Rated ‘T’ for teens: Every cat who wants a home, should have one
By Taylor Shaffer
A person having a cat isn’t a rare occurrence. Most cats are domesticated and with loving families. That isn’t always the case though. As I’ve been told by multiple people in the Clinton County area, we have a problem. This problem is wild cats, also known as, “feral cats” who roam the streets and find homes underneath porches, sheds, and other things they can rummage into.
Not everyone can take these cats, or catch them to take them to a shelter, so they try to feed and water them. But most can’t afford to, or say that it only draws in more cats. Most shelters don’t try to save and give these cats to a better home, but they do a process called, “Trap and Release.”
This process includes trapping the cat without harming it, neutering or spaying the cat, and then releasing it into the wild again. The process isn’t exactly helping the cat, but it’s making sure that the cat can’t have children with another cat, and just cause more cats to appear from reproduction.
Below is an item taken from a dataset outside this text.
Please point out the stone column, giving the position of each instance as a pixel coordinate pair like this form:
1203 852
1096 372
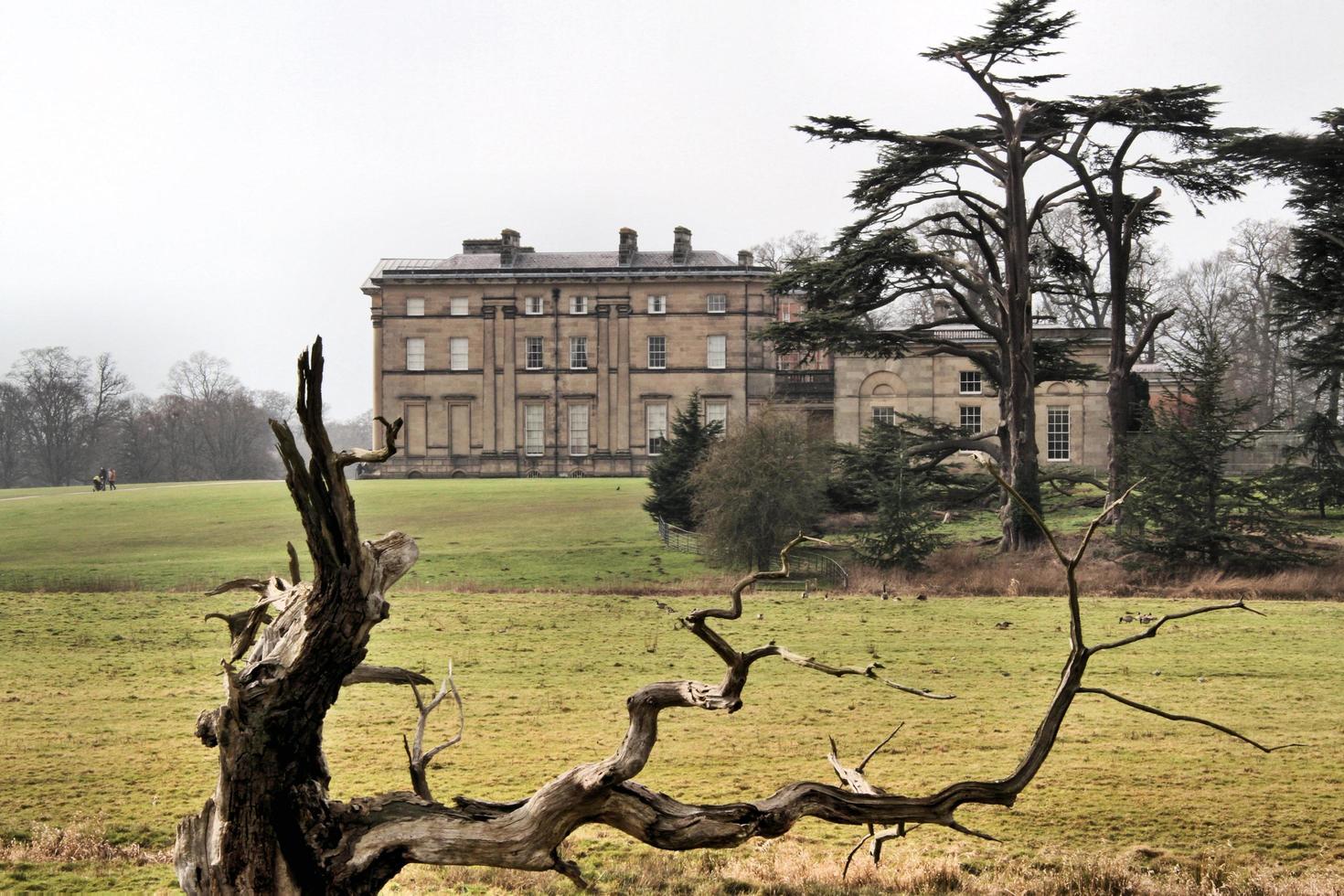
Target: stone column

We all wonder how feral cats are out there, if most are domesticated. Some run away from their homes, either because the owner isn’t treating them right, or they don’t like the life they are living. Others are more sadly left behind. Families who are moving a long distance oftentimes leave the cat outside to fend for itself, rather than giving it away.
The Beckoning Cat Project is a project dedicated to reaching out and saving feral cats, spaying and neutering them, giving them their shots, and trying to find them loving homes. We have one located in Williamsport that tries to do exactly that. They are not a shelter for rehoming cats, they simply focus on feral cats and stabilizing their population, or saving them and giving them homes.
They’re also a project that uses the Trap and Release method, but they do also try to find those feral cats homes. When they are taken in and released, they put them under an anesthesia and clip the tip of their ear. It doesn’t hurt the cat and it shows that they have been neutered, spayed, and given a rabies shot.
If you’re thinking of getting a cat, rescue one that has either been a feral cat or adopt one from a shelter. More importantly, if you’re trying to give away a cat, don’t leave it on the street to die or fend for itself. There are shelters and people out there who would be grateful to have a cat. Every cat who wants a home, should have a home.
Taylor Shaffer is a tenth grade student at Central Mountain High School. Taylor has a passion for writing and will produce a weekly column appearing on Tuesdays in The Express community newspaper.